Eco-Responsible Travel Destination
Savista is unique in its commitment to a responsible and sustainable lifestyle. Savista is an eco-sensitive and socially responsible travel destination, combining elegance and luxury with energy conservation, organic farming and investment in the local community
If you are concerned about your carbon footprint, be assured that your holiday at Savista will place a minimum strain on the planet’s resources.
The Savista haveli has been restored with locally produced, energy-conserving building materials, drawing on the skills of hereditary masons. These masons helped source specific rooftop bricks – known for their thermostat/insulation properties – from far-off villages, where a few households still practice this dying art of brick production.The external walls and roofs are all in white, designed to produce an ‘albedo effect’, a small contribution to countering global warming.
The trees and aromatic shrubs on the estate – lime, guava, pomegranate, neem, khejri, gulmohur, chameli, champa, parijat, hibiscus and others – are all local varieties, known for their hardiness and low water requirement. The estate is kept green through sprinklers and drip irrigation; the aesthetic and eco-friendly swimming pool doubles up as an irrigation resource, making it possible for the pool water to be freshly refilled on a daily basis. All water needs at Savista are met from groundwater that is pure and sweet and fit to drink. Recharge wells ensure that excess runoff is harvested, while rooftop and courtyard rainwater is harvested using a gravity-based system of water supply/drainage pipes.
Fallen leaves and farm and kitchen wastes are recycled for the preparation of manure using compost pits. Farmyard manure using cow/buffalo dung, supplements the manure used for crops and gardening.
Energy conservation is a high priority at Savista. Solar roof panels heat water for bathroom and kitchen use. The haveli uses CFL (energy-saving) bulbs for all its lighting requirements, supplemented by locally manufactured candles. During winter, pruned twigs and logs from Savista’s trees are used for heating, lighting bonfires in the courtyard and in the open-air dining area, and for fireplaces in the dining room, bar and a few select guest rooms.

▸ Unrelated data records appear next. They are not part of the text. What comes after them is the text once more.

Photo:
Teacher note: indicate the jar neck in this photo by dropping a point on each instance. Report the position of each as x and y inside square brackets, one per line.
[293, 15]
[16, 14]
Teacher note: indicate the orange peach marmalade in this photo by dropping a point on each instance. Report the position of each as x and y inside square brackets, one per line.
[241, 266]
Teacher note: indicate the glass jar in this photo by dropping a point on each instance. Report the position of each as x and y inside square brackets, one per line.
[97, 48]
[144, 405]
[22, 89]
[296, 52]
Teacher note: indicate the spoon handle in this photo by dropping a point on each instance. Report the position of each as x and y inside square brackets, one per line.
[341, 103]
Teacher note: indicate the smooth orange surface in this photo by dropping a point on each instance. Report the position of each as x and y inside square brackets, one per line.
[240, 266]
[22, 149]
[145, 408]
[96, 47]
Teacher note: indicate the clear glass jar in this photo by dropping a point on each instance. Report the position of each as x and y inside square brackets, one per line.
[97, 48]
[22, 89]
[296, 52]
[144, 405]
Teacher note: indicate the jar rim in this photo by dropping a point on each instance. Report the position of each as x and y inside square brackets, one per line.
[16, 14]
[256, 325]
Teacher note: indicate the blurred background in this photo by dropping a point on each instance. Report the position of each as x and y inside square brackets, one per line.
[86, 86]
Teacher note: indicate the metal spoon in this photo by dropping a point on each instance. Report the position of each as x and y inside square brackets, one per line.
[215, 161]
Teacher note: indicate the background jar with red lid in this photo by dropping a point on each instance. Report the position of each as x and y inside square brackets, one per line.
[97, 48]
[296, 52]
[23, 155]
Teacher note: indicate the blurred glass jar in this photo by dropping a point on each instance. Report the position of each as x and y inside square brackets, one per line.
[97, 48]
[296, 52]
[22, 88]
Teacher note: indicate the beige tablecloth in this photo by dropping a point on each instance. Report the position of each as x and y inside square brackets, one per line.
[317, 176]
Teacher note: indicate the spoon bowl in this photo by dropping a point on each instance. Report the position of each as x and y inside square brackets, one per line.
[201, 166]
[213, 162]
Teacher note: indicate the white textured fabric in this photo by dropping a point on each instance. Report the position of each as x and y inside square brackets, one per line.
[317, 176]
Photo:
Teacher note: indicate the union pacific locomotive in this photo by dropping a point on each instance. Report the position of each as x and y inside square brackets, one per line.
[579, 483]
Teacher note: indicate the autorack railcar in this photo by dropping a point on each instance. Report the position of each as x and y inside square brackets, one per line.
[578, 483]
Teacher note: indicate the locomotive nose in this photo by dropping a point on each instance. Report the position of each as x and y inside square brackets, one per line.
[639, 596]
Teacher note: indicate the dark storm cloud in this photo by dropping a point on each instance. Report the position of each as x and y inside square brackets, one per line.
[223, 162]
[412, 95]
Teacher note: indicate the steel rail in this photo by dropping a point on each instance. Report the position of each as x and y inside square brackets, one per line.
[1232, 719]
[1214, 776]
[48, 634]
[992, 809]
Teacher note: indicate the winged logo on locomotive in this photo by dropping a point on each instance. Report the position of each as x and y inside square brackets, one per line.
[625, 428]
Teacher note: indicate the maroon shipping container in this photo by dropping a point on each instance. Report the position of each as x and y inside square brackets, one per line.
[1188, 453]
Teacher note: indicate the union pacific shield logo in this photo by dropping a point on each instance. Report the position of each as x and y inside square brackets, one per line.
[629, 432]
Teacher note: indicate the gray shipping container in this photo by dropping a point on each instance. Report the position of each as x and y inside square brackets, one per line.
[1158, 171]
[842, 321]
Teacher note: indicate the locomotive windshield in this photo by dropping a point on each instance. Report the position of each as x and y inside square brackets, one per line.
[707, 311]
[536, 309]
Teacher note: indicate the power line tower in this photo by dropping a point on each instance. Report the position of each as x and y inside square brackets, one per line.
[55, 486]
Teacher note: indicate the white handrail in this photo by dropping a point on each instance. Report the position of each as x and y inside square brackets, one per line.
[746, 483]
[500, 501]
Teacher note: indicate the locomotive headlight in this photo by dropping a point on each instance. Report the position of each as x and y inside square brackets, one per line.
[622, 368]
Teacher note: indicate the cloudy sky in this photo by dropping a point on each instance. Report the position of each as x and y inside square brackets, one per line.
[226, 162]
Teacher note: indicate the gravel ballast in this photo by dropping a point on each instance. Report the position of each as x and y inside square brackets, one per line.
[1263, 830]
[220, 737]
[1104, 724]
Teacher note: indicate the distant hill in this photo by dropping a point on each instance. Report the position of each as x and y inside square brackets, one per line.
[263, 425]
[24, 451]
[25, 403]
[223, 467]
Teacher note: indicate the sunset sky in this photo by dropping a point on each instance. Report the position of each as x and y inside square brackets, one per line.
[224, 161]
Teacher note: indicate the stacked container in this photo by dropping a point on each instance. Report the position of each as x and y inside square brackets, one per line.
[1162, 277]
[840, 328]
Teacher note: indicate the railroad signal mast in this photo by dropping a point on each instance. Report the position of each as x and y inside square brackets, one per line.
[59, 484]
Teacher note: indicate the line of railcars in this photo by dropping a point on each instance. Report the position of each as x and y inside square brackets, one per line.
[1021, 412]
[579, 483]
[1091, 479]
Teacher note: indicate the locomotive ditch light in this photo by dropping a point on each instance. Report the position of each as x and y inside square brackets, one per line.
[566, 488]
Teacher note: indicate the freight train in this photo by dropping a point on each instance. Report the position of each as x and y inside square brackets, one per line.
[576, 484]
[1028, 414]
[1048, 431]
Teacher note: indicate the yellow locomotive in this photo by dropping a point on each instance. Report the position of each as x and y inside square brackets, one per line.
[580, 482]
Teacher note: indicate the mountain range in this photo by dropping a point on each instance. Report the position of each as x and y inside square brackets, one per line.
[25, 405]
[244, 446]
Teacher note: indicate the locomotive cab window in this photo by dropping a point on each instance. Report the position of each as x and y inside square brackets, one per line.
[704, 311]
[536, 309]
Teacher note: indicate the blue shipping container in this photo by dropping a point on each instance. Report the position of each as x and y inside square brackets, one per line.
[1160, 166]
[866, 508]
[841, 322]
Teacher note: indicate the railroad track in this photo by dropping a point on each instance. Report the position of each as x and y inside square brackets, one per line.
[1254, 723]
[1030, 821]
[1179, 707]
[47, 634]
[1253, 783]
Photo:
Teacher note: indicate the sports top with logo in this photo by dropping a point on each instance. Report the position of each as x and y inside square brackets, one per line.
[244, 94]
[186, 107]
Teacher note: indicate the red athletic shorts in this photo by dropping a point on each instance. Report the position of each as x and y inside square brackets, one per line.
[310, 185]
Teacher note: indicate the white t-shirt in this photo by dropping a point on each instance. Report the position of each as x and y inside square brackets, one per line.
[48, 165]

Socially Responsible Destination
Savista’s social inclusion policy takes several forms. Most of the housekeeping and farm staff are drawn from the surrounding communities, irrespective of caste or religious identity, and trained in modern skills. Where necessary, staff are provided with housing and food; alternatively, they are given transport to and from work. Local mechanics are used for maintenance of pumps, generators and other farm equipment.
Neighbouring farming families get free access to Savista’s freshly-mown grass for feeding their cows, whose milk is in turn bought back by Savista for its own requirements. Savista continues to uphold the traditional practice of permitting nomadic herders of camels, sheep and goats to annually harvest the leaves of its 150-odd khejri trees for use as animal fodder. No family in the area, irrespective of social position, is denied access to Savista’s water for household use, should their own water source become unavailable temporarily.
Savista’s philosophy of socially responsible living stems from the social/political and spiritual heritage of its owners. An ancestor of the family in the mid-19th century chose to renounce his feudal patrimony and become a sanyasi (ascetic). In doing so, he exhorted his descendants to integrate a core set of philanthropic and spiritual values into their feudal lifestyle. There thus developed in these villages the tradition of a less-sharply-unequal feudal society. More recently at the time of India’s independence, the then family patriarch ensured that all the land of these two villages under his control was redistributed among the resident tenant population. He also took the leadership in dismantling many of the old norms of social inequality through example – endowing considerable amounts of land as ‘public properties’ for schools, temples, pastures, and social forestry projects, and empowering the dalit castes (erstwhile ‘untouchables’) through land ownership deeds. The result is that there is not a single household in this area that does not own land. The visitor will also find that the ubiquitous poverty and inequalities that India is infamous for are less acute here.